Produktionsinfrastruktur

In nahezu allen produzierenden Werken, die das SynErgie-Projekt untersucht, sind vergleichbare Produktionshilfspro­zesse zu finden. Dies sind beispielsweise Anlagen zur Gebäudeklimatisierung, Druckluftkompressoren oder Schmiermittelpumpen. Viele einzelne Infrastrukturanlagen lassen sich nicht im großen Maßstab flexibilisieren. Deshalb untersuchen die Forscher, ob sich aus der Gleichartigkeit der Technologien große, relativ einfach nutzbare Hebel ergeben, die man in ganz Deutschland nutzen könnte.

Sie zeigen, wie man in Anlagen der Produktionsinfrastruktur einen ener­gieflexiblen Betrieb erzielt. Dabei arbeiten sie eng mit den anderen SynErgie-Forschern zusammen, um technische und betriebswirtschaftliche Kennzahlen zu entwickeln. Mit diesen Kennzahlen können sie die Potenziale für Energieflexibilität beschreiben. Das Kennzahlensystem wurde an einem parallel entwickel­ten, kostengünstigen Mini-Computer, dem sogenannten „Smarten Konnektor“, validiert.
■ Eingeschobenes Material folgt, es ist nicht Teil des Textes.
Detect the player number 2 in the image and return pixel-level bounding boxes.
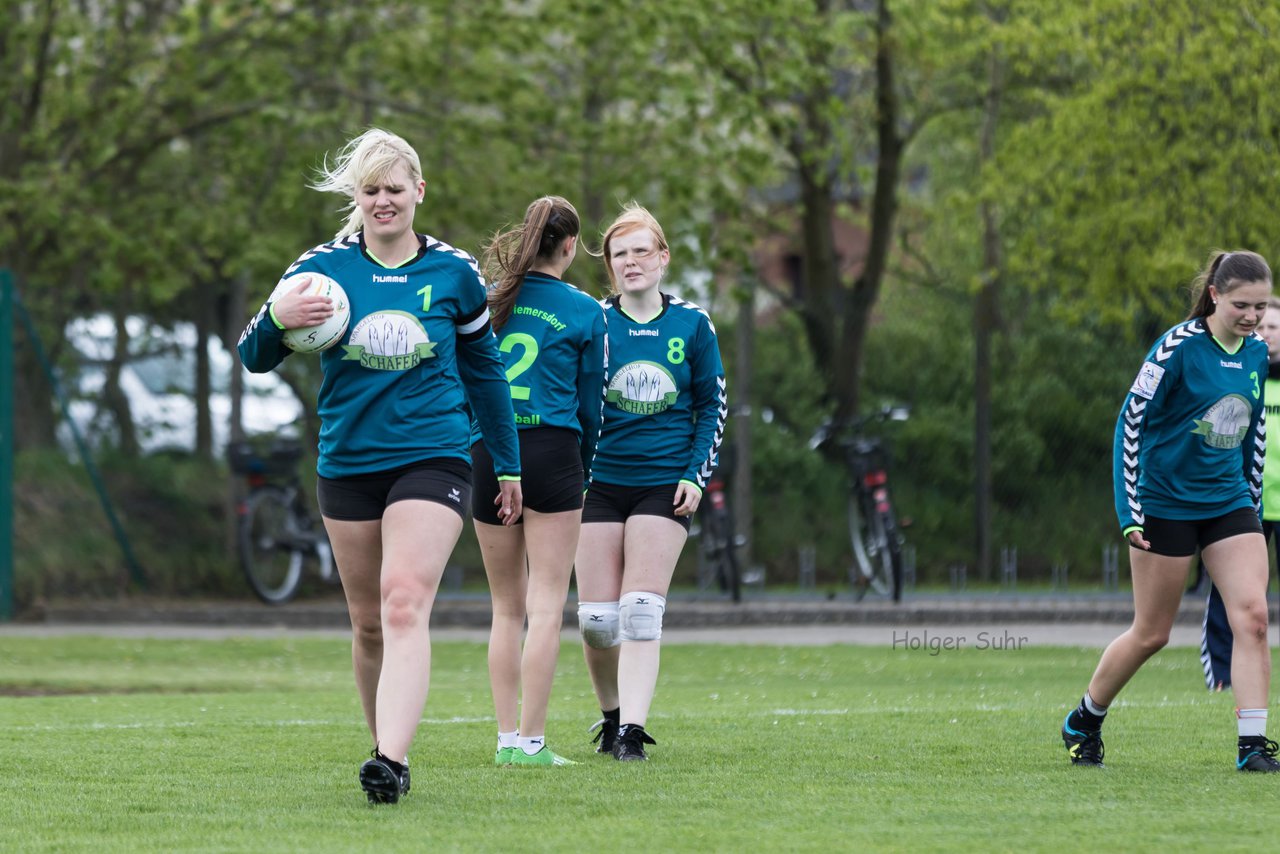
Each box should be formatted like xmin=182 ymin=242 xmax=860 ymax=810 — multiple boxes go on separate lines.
xmin=498 ymin=332 xmax=538 ymax=401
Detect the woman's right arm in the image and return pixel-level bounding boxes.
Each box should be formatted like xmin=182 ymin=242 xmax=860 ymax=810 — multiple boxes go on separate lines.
xmin=1111 ymin=338 xmax=1180 ymax=548
xmin=236 ymin=294 xmax=293 ymax=374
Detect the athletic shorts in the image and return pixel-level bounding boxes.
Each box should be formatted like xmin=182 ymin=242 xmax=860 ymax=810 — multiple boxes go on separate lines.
xmin=316 ymin=457 xmax=471 ymax=522
xmin=471 ymin=428 xmax=582 ymax=525
xmin=1142 ymin=507 xmax=1262 ymax=557
xmin=582 ymin=480 xmax=691 ymax=531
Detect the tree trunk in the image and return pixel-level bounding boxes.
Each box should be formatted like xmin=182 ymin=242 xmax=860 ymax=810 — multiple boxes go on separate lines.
xmin=102 ymin=298 xmax=140 ymax=457
xmin=728 ymin=274 xmax=756 ymax=570
xmin=195 ymin=283 xmax=215 ymax=460
xmin=973 ymin=50 xmax=1001 ymax=581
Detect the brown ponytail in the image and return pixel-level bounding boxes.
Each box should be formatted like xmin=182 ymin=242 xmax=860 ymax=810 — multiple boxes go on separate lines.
xmin=484 ymin=196 xmax=581 ymax=330
xmin=1187 ymin=250 xmax=1271 ymax=320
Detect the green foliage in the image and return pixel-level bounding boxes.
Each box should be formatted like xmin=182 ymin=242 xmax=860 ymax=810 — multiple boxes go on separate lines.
xmin=0 ymin=637 xmax=1271 ymax=853
xmin=13 ymin=451 xmax=244 ymax=609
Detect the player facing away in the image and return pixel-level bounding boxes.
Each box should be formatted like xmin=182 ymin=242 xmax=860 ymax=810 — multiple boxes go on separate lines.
xmin=1062 ymin=251 xmax=1280 ymax=772
xmin=239 ymin=129 xmax=521 ymax=803
xmin=575 ymin=204 xmax=727 ymax=761
xmin=471 ymin=196 xmax=607 ymax=767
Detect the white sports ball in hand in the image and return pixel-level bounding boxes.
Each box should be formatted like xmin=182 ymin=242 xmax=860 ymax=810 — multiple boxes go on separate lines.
xmin=271 ymin=273 xmax=351 ymax=353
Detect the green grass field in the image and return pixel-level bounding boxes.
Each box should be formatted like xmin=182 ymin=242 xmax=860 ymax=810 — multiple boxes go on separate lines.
xmin=0 ymin=636 xmax=1264 ymax=853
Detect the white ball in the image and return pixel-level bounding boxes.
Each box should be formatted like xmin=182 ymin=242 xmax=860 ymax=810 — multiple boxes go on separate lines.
xmin=271 ymin=273 xmax=351 ymax=353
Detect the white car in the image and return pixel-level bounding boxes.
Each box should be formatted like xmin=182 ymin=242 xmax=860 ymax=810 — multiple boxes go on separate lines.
xmin=58 ymin=314 xmax=302 ymax=456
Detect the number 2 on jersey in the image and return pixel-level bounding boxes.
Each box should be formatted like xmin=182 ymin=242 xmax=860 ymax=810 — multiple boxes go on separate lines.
xmin=498 ymin=332 xmax=538 ymax=401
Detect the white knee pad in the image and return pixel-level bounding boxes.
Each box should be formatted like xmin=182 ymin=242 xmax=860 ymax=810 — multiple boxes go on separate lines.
xmin=577 ymin=602 xmax=622 ymax=649
xmin=618 ymin=592 xmax=667 ymax=640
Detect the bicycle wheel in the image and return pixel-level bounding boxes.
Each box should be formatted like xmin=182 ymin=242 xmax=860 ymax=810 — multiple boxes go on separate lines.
xmin=849 ymin=494 xmax=901 ymax=600
xmin=879 ymin=510 xmax=902 ymax=602
xmin=239 ymin=488 xmax=303 ymax=604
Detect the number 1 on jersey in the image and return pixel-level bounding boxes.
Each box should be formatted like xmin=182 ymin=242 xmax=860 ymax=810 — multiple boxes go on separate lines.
xmin=498 ymin=332 xmax=538 ymax=401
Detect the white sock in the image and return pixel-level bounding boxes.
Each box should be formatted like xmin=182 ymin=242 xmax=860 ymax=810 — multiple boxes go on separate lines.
xmin=1235 ymin=709 xmax=1267 ymax=739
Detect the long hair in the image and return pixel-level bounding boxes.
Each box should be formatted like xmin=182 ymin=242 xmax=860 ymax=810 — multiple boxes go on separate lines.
xmin=600 ymin=201 xmax=671 ymax=296
xmin=483 ymin=196 xmax=582 ymax=330
xmin=1187 ymin=250 xmax=1271 ymax=320
xmin=311 ymin=128 xmax=422 ymax=238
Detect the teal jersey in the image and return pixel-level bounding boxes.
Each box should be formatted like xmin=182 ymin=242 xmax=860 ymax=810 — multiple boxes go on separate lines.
xmin=595 ymin=294 xmax=728 ymax=488
xmin=1262 ymin=362 xmax=1280 ymax=522
xmin=1112 ymin=318 xmax=1267 ymax=530
xmin=239 ymin=233 xmax=520 ymax=478
xmin=471 ymin=273 xmax=608 ymax=485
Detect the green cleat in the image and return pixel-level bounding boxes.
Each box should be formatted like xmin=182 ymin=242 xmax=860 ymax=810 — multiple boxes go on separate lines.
xmin=1235 ymin=735 xmax=1280 ymax=773
xmin=511 ymin=745 xmax=577 ymax=768
xmin=1062 ymin=714 xmax=1103 ymax=768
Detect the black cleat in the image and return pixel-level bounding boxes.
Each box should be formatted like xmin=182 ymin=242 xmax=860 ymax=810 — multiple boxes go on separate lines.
xmin=1062 ymin=714 xmax=1103 ymax=768
xmin=588 ymin=717 xmax=618 ymax=753
xmin=360 ymin=750 xmax=408 ymax=804
xmin=1235 ymin=735 xmax=1280 ymax=773
xmin=613 ymin=723 xmax=658 ymax=762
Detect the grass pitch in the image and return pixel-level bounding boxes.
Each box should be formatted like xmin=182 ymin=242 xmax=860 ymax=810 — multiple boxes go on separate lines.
xmin=0 ymin=636 xmax=1280 ymax=853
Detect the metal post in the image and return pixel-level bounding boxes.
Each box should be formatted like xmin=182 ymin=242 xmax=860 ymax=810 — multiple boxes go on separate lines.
xmin=0 ymin=270 xmax=14 ymax=621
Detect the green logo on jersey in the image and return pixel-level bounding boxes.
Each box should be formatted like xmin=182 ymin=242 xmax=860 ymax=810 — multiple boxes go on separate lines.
xmin=604 ymin=361 xmax=680 ymax=415
xmin=342 ymin=311 xmax=435 ymax=371
xmin=1192 ymin=394 xmax=1253 ymax=448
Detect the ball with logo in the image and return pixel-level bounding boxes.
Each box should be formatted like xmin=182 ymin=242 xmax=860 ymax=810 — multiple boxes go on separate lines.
xmin=271 ymin=273 xmax=351 ymax=353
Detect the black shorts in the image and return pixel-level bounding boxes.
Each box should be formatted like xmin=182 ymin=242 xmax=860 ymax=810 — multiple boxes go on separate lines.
xmin=471 ymin=428 xmax=582 ymax=525
xmin=582 ymin=480 xmax=691 ymax=531
xmin=316 ymin=457 xmax=471 ymax=522
xmin=1142 ymin=507 xmax=1262 ymax=557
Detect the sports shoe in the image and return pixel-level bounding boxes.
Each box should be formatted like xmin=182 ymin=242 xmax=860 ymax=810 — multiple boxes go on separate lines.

Mit dem smarten  Konnektor können besonders leicht bereits bestehende, ältere Anlagen verbunden und deren Energieverbräuche registriert und flexibilisiert werden.

Für Flexibilisierungs­maßnahmen in Fabrikgebäuden konnte das bereits nutzbare Energieflexi­bilitätspotenzial eines vorhandenen Messraums ermittelt werden. Um energieflexible Strategien in der Infrastruktur von Unternehmen umsetzen zu können, hat SynErgie ein Assistenzsystem konzipiert. Es identifiziert die optimalen Betriebsstrategien für jeden Anwender und setzt sie auch um.

Auf der Basis von Prognosen zum Energiebedarf und deren Verfügbarkeit steuert das Assistenzsystem die Integration erneuerbarer Ener­gien des Betriebs. Darüber hinaus entscheidet es gezielt, ob und wann Energiespeicher geladen oder entladen werden.